'India's fiscal deficit remains at unacceptably high levels'

CHANDIGARH — India’s Prime Minister said yesterday the health of the federal and state government finances was a cause of concern and there was a need to curtail wasteful expenditure to keep the high fiscal deficit in check.

By (Reuters)

  • Follow us on
  • google-news
  • whatsapp
  • telegram

Published: Sun 9 Oct 2005, 10:29 AM

Last updated: Thu 2 Apr 2015, 5:33 PM

“The fiscal deficit remains at an unacceptable high level,” Manmohan Singh told heads of 15 Congress-ruled states. “As revenues are rising, so is expenditure. We are in danger of sliding back on our commitment to fiscal responsibility.”

A recent Reserve Bank of India (RBI) report showed the combined state and central deficit in Asia’s third-largest economy fell to 8.3 per cent of gross domestic product (GDP) last year from 10 per cent in 2001/02. Rating agencies criticise India’s public debt level, estimated at more than 80 per cent of GDP, citing it as one of the biggest impediments to an upgrade and sustained double-digit growth needed to alleviate poverty in the $700 billion economy.

The combined fiscal deficit is budgeted to drop to 7.7 per cent of GDP this year, but analysts say various social sector spending plans of the Congress-led government could see finances come under pressure.

The federal fiscal deficit in the first five months of the April-March financial year has already reached more than 57 per cent of the year’s 1.5 trillion rupee target, much bigger than 38 per cent a year earlier. This is despite robust revenues, which have been growing at a healthy pace on the back of rapid economic expansion. The economy grew at an annual 8.1 per cent in April-June, its fastest quarterly pace in more than a year.

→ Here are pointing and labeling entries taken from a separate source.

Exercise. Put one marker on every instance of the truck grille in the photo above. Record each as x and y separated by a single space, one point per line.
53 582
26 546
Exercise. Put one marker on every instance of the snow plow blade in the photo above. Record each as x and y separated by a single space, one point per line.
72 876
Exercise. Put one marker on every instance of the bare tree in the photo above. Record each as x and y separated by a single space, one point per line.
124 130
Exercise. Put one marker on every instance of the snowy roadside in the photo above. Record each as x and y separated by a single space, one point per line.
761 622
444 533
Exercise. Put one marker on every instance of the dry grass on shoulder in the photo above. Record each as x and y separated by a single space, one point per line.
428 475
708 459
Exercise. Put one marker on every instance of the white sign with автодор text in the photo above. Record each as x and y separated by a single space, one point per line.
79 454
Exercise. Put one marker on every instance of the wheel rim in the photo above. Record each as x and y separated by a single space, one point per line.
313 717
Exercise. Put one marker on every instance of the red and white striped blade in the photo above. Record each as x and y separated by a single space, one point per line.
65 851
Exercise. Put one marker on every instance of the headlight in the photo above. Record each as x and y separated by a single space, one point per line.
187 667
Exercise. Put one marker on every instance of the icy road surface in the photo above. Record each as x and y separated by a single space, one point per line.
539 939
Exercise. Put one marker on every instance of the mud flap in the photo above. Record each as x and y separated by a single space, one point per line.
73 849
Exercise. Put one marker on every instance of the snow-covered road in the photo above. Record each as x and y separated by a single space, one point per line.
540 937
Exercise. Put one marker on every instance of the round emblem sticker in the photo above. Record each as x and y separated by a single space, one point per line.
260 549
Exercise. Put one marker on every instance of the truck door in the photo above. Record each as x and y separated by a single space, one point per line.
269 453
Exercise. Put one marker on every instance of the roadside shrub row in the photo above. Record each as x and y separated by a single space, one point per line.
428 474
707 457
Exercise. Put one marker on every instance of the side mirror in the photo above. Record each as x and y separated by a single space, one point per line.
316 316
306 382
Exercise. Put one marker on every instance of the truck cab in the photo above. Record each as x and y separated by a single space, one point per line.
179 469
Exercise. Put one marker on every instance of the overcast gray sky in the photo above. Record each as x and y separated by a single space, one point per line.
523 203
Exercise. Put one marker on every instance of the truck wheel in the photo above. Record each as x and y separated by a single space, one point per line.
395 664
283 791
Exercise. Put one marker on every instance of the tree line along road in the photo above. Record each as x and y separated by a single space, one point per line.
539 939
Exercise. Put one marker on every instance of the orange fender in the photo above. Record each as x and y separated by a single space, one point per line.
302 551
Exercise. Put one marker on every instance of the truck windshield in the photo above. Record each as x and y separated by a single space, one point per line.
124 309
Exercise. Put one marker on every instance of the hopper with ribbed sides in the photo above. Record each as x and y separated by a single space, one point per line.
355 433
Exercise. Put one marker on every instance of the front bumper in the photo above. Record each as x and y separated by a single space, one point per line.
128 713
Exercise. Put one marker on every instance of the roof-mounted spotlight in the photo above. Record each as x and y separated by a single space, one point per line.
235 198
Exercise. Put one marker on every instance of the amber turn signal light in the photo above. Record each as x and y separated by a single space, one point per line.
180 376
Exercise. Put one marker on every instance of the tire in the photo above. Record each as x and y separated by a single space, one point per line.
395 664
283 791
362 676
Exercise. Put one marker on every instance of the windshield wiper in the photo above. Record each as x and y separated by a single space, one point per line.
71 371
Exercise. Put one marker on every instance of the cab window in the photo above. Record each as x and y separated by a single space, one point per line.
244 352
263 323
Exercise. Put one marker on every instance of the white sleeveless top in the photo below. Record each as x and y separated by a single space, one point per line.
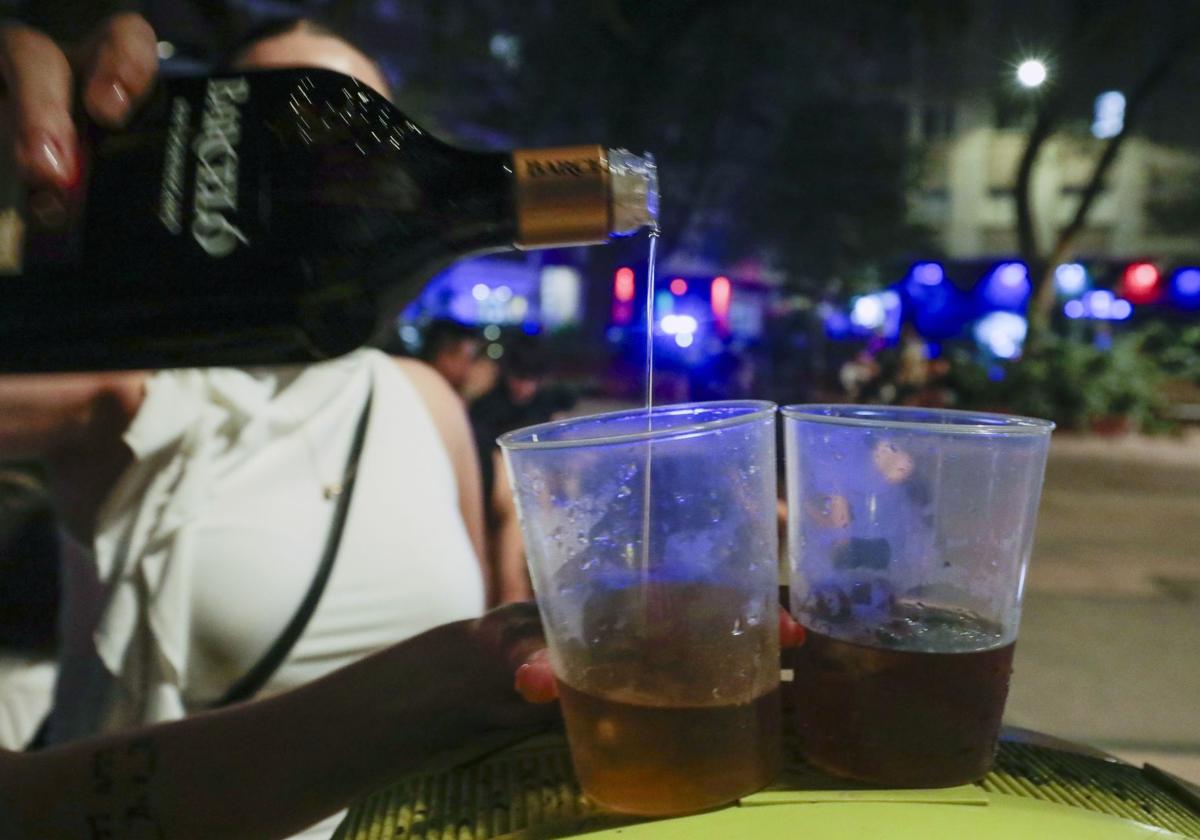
210 540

India’s communist-backed coalition began the year in April on the back foot, saying it had to suspend fiscal reform to boost spending on the poor who had voted it into power in 2004.

It aims to keep the federal deficit at 4.3 per cent of GDP in the year to end March 2006, instead of lowering it to below 4 per cent as it is supposed to under a recent fiscal law.

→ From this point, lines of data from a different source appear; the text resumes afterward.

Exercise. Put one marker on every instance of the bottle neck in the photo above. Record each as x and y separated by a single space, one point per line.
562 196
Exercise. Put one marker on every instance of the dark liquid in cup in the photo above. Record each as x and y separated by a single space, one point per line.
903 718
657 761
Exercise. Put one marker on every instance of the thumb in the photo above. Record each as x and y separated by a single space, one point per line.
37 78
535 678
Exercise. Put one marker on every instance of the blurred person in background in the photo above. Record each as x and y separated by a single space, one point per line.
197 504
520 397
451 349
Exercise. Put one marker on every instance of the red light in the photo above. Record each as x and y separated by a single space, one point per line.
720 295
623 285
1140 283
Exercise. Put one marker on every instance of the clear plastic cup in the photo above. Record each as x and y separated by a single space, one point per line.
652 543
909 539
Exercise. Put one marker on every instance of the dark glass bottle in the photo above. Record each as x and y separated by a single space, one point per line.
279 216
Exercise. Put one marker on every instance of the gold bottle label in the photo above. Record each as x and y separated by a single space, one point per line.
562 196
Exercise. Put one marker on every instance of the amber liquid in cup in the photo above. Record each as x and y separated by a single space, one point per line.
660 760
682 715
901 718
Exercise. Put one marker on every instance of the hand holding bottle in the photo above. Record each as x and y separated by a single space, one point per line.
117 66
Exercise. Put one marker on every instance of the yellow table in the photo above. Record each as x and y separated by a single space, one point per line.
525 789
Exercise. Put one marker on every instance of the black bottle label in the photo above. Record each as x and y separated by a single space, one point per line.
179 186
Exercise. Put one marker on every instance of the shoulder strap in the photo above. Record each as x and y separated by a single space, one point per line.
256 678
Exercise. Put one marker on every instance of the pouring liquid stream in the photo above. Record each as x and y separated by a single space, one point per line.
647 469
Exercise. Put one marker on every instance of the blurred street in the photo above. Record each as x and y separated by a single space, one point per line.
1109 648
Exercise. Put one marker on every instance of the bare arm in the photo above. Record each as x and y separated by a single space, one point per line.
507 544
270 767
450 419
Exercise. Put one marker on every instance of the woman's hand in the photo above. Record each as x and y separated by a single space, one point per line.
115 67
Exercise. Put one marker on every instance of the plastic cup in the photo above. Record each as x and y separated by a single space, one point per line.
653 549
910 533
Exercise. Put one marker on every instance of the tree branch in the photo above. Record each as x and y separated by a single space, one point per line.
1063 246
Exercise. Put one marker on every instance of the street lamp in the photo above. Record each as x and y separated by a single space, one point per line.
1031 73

It recently unveiled a plan to guarantee 100 days of work to every rural family, which is expected to cost several billion dollars a year.

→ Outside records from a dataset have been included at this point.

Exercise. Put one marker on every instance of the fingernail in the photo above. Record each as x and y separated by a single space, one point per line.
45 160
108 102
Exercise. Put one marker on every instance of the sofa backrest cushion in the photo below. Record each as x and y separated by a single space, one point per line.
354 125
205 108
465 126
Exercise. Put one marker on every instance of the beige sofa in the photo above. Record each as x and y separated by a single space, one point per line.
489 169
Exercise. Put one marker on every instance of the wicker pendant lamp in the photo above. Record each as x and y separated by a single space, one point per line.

“I would like to see an improvement in our public finances at all levels of government, especially state governments,” Singh said. “We must reduce subsidies for the rich and divert these resources into investment and employment generation.

There is an urgent need for the restructuring of public expenditure.” Singh said a newly introduced value-added tax (VAT) had started to improve finances. The new system, introduced on April 1 to replace a complex web of state sales taxes, has boosted revenues for cash-strapped regional governments by 15 per cent in the April-June quarter compared with a year earlier.

Singh, who kicked off economic reforms in India, said inflation was under control despite pressure from rising fuel prices. India’s wholesale price index rose 3.97 per cent in the 12 months to September 24, accelerating from a week-earlier annual rise of 3.75 per cent, due to higher fuel and food prices.

India imports 70pc of its oil. World crude oil prices have risen more than 40 per cent since early January, but the government has raised fuel prices by only 14pc.